Quaternary Ammonium β-Cyclodextrin Nanoparticles for Enhancing Doxorubicin Permeability across the In Vitro Blood−Brain Barrier

Abstract

This study describes novel quaternary ammonium beta-cyclodextrin (QAbetaCD) nanoparticles as drug delivery carriers for doxorubicin (DOX), a hydrophobic anticancer drug, across the blood-brain barrier (BBB). QAbetaCD nanoparticles show 65-88 nm hydrodynamic radii with controllable cationic properties by adjusting the incorporated amount of quaternary ammonium group in their structure. ATR-FTIR studies confirm the complexation between the QAbetaCD nanoparticles and DOX. QAbetaCD nanoparticles are not toxic to bovine brain microvessel endothelial cells (BBMVECs) at concentrations up to 500 microg x mL(-1).

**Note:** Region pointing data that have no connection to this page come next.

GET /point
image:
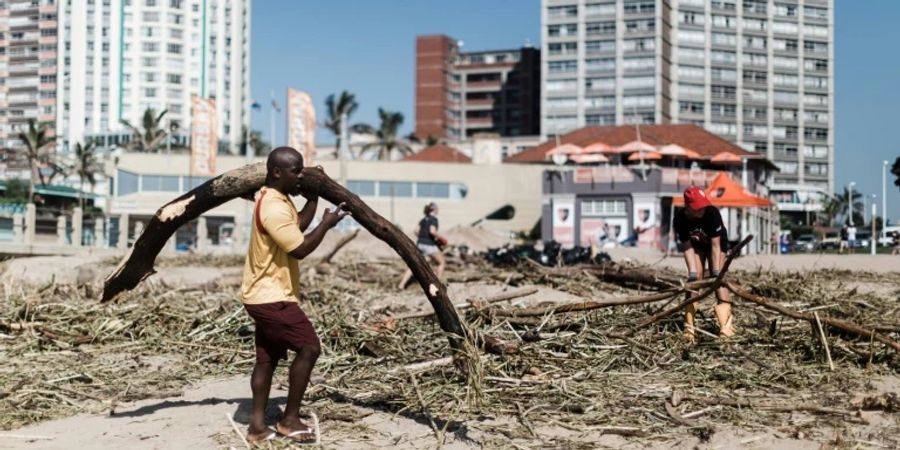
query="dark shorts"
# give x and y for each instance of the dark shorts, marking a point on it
(280, 327)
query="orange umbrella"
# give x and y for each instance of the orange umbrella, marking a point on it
(589, 158)
(677, 150)
(645, 156)
(599, 147)
(726, 158)
(635, 146)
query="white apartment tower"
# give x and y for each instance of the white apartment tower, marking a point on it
(759, 73)
(118, 58)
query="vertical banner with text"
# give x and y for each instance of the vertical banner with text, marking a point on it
(301, 117)
(204, 136)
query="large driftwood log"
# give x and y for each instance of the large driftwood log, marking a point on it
(244, 182)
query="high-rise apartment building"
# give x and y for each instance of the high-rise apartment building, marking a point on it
(759, 73)
(117, 58)
(460, 94)
(28, 30)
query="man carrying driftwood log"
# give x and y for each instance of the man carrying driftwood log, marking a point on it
(704, 240)
(270, 287)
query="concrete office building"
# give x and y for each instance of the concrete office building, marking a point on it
(459, 94)
(118, 58)
(28, 33)
(757, 72)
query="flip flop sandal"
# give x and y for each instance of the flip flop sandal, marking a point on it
(272, 435)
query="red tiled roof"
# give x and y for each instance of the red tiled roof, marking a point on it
(688, 136)
(439, 153)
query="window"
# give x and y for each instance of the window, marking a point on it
(394, 189)
(599, 119)
(598, 28)
(691, 72)
(690, 107)
(638, 63)
(815, 116)
(812, 12)
(607, 101)
(561, 85)
(755, 42)
(601, 64)
(639, 101)
(640, 45)
(691, 18)
(592, 84)
(603, 208)
(815, 30)
(755, 25)
(639, 6)
(753, 76)
(719, 74)
(691, 37)
(600, 9)
(433, 190)
(786, 10)
(723, 57)
(786, 80)
(639, 82)
(785, 28)
(815, 47)
(815, 151)
(815, 82)
(640, 26)
(815, 100)
(755, 112)
(692, 54)
(600, 46)
(562, 103)
(695, 90)
(724, 21)
(819, 65)
(569, 29)
(754, 59)
(562, 66)
(361, 188)
(785, 115)
(563, 11)
(126, 182)
(728, 92)
(722, 128)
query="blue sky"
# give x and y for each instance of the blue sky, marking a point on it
(368, 47)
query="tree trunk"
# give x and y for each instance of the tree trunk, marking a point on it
(244, 182)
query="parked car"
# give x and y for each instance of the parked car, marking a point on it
(863, 238)
(830, 241)
(805, 243)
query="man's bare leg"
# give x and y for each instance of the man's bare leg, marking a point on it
(260, 383)
(300, 370)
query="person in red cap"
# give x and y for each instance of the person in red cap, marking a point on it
(704, 241)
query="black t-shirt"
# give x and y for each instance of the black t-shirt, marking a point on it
(700, 231)
(425, 225)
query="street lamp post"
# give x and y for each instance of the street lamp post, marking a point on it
(884, 165)
(850, 202)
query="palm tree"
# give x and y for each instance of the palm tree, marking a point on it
(151, 134)
(386, 141)
(86, 166)
(843, 203)
(338, 110)
(35, 140)
(254, 139)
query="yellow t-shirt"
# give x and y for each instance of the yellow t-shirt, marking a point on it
(270, 273)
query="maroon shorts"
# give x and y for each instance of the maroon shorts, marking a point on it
(280, 327)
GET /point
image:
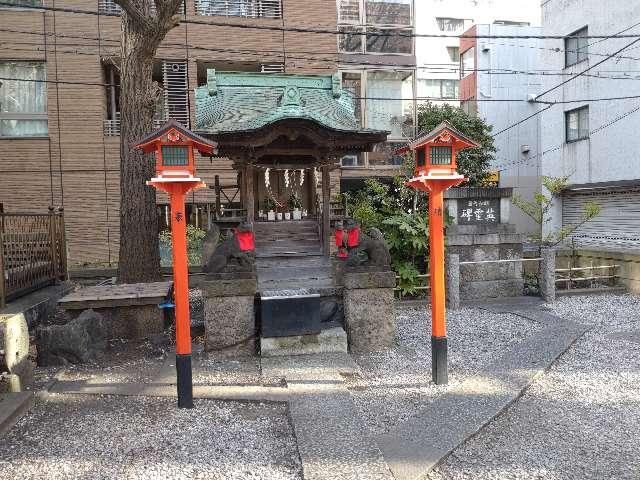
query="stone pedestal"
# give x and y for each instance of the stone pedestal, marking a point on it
(229, 316)
(369, 310)
(481, 232)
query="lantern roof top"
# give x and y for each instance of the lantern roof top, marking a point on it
(148, 143)
(421, 139)
(235, 102)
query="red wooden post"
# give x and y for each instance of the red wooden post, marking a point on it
(175, 169)
(435, 157)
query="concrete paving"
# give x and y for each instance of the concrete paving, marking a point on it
(12, 407)
(329, 431)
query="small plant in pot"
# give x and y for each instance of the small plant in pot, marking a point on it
(295, 204)
(269, 206)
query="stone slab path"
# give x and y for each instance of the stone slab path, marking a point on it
(329, 430)
(415, 446)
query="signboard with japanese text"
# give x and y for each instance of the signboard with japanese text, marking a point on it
(479, 211)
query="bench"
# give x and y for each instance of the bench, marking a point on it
(130, 310)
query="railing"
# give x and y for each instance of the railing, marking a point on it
(240, 8)
(574, 277)
(32, 252)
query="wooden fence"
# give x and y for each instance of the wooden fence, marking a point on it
(33, 252)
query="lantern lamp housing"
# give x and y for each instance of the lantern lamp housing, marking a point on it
(436, 152)
(174, 147)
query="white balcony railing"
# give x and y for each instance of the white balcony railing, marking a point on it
(111, 128)
(240, 8)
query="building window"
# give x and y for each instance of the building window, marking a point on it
(389, 103)
(450, 24)
(240, 8)
(576, 47)
(454, 54)
(389, 41)
(440, 155)
(375, 12)
(375, 40)
(467, 62)
(470, 106)
(577, 124)
(22, 3)
(438, 88)
(23, 101)
(511, 23)
(352, 83)
(388, 12)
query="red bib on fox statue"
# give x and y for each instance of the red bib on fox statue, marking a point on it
(246, 240)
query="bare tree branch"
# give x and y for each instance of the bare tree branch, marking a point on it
(139, 19)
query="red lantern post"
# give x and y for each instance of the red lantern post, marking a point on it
(435, 171)
(176, 175)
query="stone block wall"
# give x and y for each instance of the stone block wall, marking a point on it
(369, 310)
(479, 243)
(229, 316)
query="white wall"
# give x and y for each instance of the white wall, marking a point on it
(499, 63)
(613, 153)
(433, 51)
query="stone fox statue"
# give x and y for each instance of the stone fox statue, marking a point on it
(236, 253)
(375, 248)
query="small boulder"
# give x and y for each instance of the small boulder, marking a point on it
(79, 341)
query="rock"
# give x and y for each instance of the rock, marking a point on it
(79, 341)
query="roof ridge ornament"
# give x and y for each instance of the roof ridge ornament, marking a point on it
(291, 97)
(212, 83)
(336, 85)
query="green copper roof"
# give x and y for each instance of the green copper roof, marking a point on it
(235, 102)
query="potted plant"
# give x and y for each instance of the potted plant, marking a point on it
(295, 203)
(269, 206)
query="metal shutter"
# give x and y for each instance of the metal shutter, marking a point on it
(176, 91)
(617, 226)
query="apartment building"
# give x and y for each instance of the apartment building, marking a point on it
(376, 58)
(499, 78)
(438, 59)
(59, 100)
(590, 140)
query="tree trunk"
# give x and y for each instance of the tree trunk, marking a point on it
(142, 32)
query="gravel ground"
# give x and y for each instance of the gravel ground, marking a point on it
(103, 437)
(581, 420)
(393, 385)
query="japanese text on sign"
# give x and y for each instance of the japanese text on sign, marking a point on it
(479, 212)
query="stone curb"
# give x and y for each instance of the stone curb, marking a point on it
(246, 393)
(415, 447)
(12, 407)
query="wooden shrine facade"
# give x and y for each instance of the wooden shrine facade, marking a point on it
(269, 123)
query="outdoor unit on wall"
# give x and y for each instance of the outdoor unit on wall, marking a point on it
(272, 67)
(176, 91)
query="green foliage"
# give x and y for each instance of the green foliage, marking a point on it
(474, 162)
(539, 207)
(294, 201)
(194, 246)
(390, 208)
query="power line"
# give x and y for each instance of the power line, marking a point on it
(501, 167)
(425, 67)
(395, 99)
(587, 69)
(323, 31)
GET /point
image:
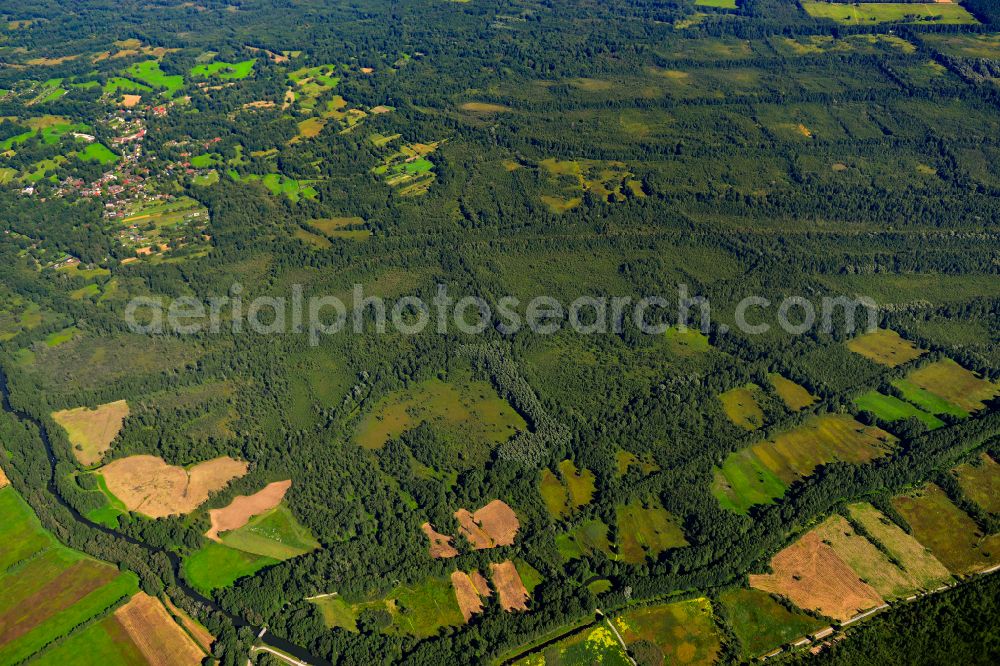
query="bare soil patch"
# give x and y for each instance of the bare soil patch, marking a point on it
(148, 485)
(441, 547)
(812, 576)
(160, 640)
(510, 587)
(243, 508)
(467, 595)
(91, 431)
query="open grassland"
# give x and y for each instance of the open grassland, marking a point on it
(813, 577)
(91, 431)
(646, 530)
(761, 623)
(148, 485)
(466, 413)
(587, 539)
(949, 382)
(794, 396)
(871, 13)
(745, 481)
(683, 632)
(275, 534)
(740, 406)
(951, 535)
(762, 472)
(871, 564)
(890, 408)
(46, 590)
(925, 569)
(885, 347)
(980, 481)
(216, 566)
(224, 70)
(149, 72)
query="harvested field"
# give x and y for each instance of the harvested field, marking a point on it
(148, 485)
(467, 595)
(741, 407)
(885, 347)
(954, 384)
(441, 547)
(924, 567)
(243, 508)
(91, 431)
(160, 640)
(794, 396)
(947, 531)
(510, 588)
(980, 482)
(813, 577)
(871, 564)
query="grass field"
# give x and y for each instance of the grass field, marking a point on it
(889, 408)
(224, 70)
(646, 531)
(945, 387)
(795, 397)
(215, 566)
(761, 623)
(590, 537)
(466, 413)
(925, 569)
(46, 589)
(682, 632)
(91, 431)
(890, 12)
(981, 482)
(97, 152)
(949, 533)
(275, 534)
(762, 472)
(740, 406)
(885, 347)
(149, 72)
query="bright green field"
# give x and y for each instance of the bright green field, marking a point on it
(886, 12)
(744, 481)
(890, 408)
(761, 623)
(149, 72)
(97, 152)
(225, 70)
(926, 400)
(274, 534)
(215, 566)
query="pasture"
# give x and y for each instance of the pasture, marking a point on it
(646, 529)
(980, 481)
(811, 574)
(925, 569)
(91, 431)
(872, 13)
(740, 406)
(761, 623)
(679, 633)
(467, 414)
(215, 566)
(957, 391)
(885, 347)
(795, 397)
(890, 408)
(951, 535)
(150, 486)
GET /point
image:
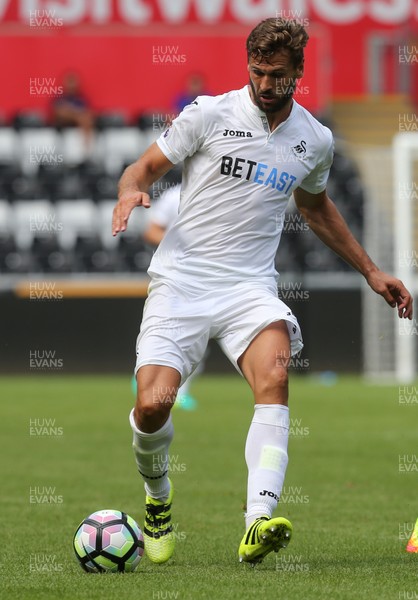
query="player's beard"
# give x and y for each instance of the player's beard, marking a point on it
(281, 101)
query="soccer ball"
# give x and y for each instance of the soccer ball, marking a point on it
(108, 540)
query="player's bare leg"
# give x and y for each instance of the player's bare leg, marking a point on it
(153, 431)
(264, 365)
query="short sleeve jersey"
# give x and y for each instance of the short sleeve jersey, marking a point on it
(165, 210)
(238, 177)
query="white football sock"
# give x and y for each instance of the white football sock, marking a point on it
(266, 457)
(151, 455)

They also do not change the integrity of BBMVEC monolayers, an in vitro BBB model, including transendothelial electrical resistance value, Lucifer yellow permeability, tight junction protein occludin and ZO-1 expression and morphology, cholesterol extraction, and P-glycoprotein (P-gp) expression and efflux activity, at a concentration of 100 microg x mL(-1). Some QAbetaCD nanoparticles not only are twice as permeable as dextran (M(w) = 4000 g x mol(-1)) control, but also enhance DOX permeability across BBMVEC monolayers by 2.2 times. Confocal microscopy and flow cytometry measurements imply that the permeability of QAbetaCD nanoparticles across the in vitro BBB is probably due to endocytosis. DOX/QAbetaCD complexes kill U87 cells as effectively as DOX alone. However, QAbetaCD nanoparticles completely protect BBMVECs from cytotoxicity of DOX at 5 and 10 microM after 4 h incubation. The developed QAbetaCD nanoparticles have great potential in safely and effectively delivering DOX and other therapeutic agents across the BBB.